The parish was one of the best-looking buildings in the town. For a small building, its architecture was quite unique. The rectangular structure was painted white with high windows. They were not stained glass windows but the building was beautiful regardless of there being much color on it. It was crowned with a small dome and a cross on top of it. Its appearance did not appeal to Maria however. Church for her was silence and standing and sitting and trying to remember the right words to say at the right time and listening to the drone of the voice of Father Graham, the old white priest always elegantly dressed in white robes. She hated that she never had money for collection. In addition, she wished that they would offer her more food than flaky white bread and tiny cups of wine. She usually came to church with her empty stomach growling since everyone else would be asleep when she was leaving and she had been told to never “cook a meal for herself alone”. Lina was a Muslim and did not attend church. Nana was too tired from Saturday to ever be awake before noon on a Sunday. Lina had called her several names over these past years, greedy, slutty, difficult, stubborn, evil, wicked. It did not even make sense to Maria to attend church herself. Church was for good people and she was by all means far from good. That was why they talked about her behind her back. Everyone knew about her in some way or the other, although she spoke to no one outside of school.
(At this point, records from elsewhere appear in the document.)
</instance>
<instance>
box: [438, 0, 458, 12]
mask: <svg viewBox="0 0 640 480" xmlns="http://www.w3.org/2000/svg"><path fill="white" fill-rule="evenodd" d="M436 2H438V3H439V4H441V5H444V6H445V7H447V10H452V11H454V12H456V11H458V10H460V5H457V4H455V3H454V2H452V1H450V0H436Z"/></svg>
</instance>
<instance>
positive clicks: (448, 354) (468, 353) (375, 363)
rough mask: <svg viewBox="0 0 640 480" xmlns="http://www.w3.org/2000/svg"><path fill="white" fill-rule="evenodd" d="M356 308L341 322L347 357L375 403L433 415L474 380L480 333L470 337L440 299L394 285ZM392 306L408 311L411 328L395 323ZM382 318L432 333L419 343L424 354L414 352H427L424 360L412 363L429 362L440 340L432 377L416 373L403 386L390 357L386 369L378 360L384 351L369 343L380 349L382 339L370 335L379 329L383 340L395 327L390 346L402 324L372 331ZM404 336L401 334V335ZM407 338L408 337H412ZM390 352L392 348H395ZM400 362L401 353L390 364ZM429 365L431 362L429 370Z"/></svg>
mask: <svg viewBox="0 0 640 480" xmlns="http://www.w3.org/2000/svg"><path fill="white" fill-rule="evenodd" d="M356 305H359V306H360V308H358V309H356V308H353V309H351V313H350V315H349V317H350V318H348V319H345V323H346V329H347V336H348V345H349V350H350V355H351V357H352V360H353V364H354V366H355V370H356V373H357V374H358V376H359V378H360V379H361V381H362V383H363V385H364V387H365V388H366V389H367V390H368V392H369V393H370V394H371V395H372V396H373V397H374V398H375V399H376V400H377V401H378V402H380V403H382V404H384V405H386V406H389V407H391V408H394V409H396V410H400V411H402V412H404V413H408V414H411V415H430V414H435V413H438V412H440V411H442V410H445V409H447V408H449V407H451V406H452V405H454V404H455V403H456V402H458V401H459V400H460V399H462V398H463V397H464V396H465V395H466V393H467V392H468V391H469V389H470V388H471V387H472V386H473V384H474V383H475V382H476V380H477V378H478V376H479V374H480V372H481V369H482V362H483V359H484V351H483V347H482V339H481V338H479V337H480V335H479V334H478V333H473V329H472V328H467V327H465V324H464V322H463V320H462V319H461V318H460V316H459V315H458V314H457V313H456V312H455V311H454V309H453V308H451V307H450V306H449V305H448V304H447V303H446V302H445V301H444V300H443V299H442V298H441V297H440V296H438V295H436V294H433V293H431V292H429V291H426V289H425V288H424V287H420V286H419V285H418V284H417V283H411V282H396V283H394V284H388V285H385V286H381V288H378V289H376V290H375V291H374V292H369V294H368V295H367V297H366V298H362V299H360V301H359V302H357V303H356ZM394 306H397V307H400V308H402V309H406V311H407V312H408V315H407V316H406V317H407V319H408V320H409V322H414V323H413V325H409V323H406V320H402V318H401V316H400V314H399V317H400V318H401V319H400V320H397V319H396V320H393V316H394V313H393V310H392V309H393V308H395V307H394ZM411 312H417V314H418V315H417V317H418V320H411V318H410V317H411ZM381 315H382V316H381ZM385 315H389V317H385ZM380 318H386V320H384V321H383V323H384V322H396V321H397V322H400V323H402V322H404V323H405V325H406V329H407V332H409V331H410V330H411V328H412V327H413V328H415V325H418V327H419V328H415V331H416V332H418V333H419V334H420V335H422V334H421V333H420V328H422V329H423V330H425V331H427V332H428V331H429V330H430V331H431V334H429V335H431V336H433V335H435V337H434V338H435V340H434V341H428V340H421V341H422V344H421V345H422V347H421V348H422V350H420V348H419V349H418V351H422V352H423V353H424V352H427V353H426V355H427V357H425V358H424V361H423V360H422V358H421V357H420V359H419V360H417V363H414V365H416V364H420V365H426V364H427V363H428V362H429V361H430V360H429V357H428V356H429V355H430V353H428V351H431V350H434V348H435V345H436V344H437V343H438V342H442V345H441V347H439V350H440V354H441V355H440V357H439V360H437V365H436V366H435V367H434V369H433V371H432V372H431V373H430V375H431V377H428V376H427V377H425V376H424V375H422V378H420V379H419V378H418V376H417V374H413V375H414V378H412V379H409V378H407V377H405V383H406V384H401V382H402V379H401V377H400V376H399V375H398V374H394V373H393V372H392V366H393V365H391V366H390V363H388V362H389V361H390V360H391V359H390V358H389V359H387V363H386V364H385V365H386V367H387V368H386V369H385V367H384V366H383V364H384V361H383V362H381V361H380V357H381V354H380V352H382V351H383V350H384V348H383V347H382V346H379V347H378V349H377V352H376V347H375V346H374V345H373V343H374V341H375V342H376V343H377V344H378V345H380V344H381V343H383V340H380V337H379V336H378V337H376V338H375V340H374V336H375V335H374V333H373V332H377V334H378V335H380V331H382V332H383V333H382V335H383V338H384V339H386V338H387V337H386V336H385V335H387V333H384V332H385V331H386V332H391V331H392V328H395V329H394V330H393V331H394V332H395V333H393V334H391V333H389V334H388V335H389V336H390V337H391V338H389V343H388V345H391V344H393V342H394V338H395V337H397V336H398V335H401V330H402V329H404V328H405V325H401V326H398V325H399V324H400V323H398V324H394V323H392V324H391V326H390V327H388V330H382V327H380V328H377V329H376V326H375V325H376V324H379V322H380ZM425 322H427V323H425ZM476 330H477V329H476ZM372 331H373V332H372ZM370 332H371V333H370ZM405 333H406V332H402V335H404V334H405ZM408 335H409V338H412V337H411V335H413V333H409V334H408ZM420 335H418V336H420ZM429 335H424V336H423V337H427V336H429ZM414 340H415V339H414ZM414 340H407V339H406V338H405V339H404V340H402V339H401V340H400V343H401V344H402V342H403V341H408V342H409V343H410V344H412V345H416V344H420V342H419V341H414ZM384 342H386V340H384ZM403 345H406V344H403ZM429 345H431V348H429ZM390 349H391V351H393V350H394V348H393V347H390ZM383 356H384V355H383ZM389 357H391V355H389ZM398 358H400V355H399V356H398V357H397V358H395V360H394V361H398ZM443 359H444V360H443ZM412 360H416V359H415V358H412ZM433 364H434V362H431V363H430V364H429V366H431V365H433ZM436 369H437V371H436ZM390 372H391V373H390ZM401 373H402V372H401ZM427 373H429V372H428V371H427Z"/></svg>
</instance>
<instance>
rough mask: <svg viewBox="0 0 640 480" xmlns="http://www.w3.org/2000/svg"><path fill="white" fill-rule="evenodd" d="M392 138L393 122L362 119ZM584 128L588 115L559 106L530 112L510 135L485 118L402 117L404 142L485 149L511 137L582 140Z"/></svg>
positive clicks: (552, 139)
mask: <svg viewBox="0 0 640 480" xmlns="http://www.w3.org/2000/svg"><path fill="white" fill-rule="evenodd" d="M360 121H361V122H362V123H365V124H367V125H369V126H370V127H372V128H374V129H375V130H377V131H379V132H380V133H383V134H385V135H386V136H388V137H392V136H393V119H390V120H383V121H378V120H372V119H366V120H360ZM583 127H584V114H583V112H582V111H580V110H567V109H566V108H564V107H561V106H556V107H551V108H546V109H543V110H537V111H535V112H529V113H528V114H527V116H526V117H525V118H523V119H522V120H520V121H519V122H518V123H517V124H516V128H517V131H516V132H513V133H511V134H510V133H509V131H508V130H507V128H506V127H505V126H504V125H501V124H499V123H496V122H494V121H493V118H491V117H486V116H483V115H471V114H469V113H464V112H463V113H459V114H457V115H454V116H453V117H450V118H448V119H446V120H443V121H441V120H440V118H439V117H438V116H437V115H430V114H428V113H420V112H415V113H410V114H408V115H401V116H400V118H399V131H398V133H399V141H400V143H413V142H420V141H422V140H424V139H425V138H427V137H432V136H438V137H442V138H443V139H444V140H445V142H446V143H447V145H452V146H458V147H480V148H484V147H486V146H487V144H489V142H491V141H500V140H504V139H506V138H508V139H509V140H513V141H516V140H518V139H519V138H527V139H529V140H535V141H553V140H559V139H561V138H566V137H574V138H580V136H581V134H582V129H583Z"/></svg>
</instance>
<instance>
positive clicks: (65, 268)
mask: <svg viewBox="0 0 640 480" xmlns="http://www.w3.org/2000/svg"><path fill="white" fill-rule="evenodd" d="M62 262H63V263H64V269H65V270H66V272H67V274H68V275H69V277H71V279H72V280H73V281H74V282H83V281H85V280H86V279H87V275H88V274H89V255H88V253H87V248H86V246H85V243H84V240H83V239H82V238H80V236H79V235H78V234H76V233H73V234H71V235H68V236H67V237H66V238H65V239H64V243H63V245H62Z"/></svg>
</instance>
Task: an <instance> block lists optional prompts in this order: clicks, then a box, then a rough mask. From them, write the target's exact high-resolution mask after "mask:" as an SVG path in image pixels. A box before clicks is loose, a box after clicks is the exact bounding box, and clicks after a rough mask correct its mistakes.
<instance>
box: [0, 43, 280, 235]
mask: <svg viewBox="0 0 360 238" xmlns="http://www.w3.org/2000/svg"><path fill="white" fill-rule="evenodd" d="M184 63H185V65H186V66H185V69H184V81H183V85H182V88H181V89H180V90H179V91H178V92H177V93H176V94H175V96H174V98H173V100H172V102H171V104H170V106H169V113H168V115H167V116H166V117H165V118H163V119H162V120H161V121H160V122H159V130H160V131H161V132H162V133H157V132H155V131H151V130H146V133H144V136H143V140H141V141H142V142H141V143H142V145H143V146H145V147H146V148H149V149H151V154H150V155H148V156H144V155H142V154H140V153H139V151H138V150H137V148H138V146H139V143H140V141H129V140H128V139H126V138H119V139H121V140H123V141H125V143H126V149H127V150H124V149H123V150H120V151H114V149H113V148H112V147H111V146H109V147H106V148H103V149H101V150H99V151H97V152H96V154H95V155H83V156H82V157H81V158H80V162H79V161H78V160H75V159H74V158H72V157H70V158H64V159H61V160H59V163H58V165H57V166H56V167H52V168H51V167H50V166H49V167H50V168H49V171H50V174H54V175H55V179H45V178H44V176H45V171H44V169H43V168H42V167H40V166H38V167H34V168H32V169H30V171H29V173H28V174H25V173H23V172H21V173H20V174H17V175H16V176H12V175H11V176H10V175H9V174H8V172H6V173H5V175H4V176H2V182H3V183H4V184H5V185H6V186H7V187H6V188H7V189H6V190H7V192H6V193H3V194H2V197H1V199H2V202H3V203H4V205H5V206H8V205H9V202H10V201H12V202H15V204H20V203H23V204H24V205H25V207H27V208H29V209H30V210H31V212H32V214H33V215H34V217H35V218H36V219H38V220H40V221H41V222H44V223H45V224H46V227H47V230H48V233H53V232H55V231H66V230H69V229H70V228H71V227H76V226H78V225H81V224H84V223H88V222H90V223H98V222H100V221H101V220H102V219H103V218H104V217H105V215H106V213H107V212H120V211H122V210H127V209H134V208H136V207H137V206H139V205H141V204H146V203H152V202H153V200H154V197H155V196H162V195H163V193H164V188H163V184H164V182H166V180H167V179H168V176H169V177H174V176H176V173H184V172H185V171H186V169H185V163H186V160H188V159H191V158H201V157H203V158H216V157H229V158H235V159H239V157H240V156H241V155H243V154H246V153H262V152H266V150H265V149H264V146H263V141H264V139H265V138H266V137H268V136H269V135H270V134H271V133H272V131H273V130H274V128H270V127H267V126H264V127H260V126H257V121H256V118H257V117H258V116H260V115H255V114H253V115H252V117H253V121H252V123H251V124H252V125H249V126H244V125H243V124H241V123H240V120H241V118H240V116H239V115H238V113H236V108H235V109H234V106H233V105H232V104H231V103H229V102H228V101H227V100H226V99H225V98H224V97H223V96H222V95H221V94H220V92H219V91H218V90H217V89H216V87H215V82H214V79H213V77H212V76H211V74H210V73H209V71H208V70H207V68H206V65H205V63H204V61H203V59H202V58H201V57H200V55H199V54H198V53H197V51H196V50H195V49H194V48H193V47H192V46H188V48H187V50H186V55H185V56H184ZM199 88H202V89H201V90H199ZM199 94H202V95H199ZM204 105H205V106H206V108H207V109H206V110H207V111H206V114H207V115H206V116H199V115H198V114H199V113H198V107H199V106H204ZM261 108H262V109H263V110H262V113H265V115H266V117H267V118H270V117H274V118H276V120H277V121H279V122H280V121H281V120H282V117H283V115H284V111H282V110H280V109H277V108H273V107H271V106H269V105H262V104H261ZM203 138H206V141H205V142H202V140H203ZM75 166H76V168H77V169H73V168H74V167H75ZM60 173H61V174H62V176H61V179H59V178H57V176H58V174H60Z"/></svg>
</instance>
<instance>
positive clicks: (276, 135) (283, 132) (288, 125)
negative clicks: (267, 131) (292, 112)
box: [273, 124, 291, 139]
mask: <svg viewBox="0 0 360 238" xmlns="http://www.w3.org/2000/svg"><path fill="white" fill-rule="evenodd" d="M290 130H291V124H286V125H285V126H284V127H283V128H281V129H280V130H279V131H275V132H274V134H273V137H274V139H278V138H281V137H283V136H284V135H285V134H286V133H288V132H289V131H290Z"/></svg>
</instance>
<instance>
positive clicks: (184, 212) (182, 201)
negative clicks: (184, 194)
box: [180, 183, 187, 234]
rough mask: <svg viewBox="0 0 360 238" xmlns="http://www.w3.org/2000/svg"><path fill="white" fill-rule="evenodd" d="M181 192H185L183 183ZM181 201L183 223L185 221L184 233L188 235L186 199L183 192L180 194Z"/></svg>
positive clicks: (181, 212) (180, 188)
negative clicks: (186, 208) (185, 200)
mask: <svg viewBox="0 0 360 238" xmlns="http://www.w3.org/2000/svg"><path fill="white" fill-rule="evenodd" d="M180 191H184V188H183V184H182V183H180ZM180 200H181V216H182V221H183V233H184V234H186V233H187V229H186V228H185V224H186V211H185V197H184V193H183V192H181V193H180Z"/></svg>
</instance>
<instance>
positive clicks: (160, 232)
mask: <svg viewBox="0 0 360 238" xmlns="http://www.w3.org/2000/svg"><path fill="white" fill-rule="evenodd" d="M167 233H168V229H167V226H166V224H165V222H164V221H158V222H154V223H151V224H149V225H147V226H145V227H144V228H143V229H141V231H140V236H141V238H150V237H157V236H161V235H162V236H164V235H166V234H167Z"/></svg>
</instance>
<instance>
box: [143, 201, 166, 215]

She did not like singing hymns either. The sound of the organ irritated her and so she sat each Sunday staring at the hymns numbers on the board and counting them off as they sang each one. She was pleased when they sang shorter hymns and when Father Graham would say, “first and last verse only.” She tried saying the Lord’s Prayer, Hail Mary or A Prayer to the Angel of God before she slept each night. At least three Hail Mary’s and one Lord’s Prayer would do. She sensed she need protection and help and guidance. However, she never knew who to ask and where to turn. She did own a Bible however. It was given to her at her birth, when she was baptized and given the name Maria. She kept it clean next to the small brown bag in which she kept her clothes and all that she owned and left it beneath the kitchen sink. She was always glad when she remembered she had a copy of the sacred book to herself. She had showed it off to Asabea one time.
“Have you read it though?” Asabea had looked curiously at the black book in Maria’s hand.
“Don’t be silly. Bibles are to be read by priests. We can’t read them on our own. That’s a sin.” Maria had answered with some pride because she felt powerful being able to share with her friend this valuable truth.
“I see.” Asabea put the Bible down gently in order not to damage or offend it in case unbeknownst to her it secretly contained life. “Let’s go see Tim again.” The two girls had chuckled at that suggestion and had began making their way to see their friend, the professional photographer.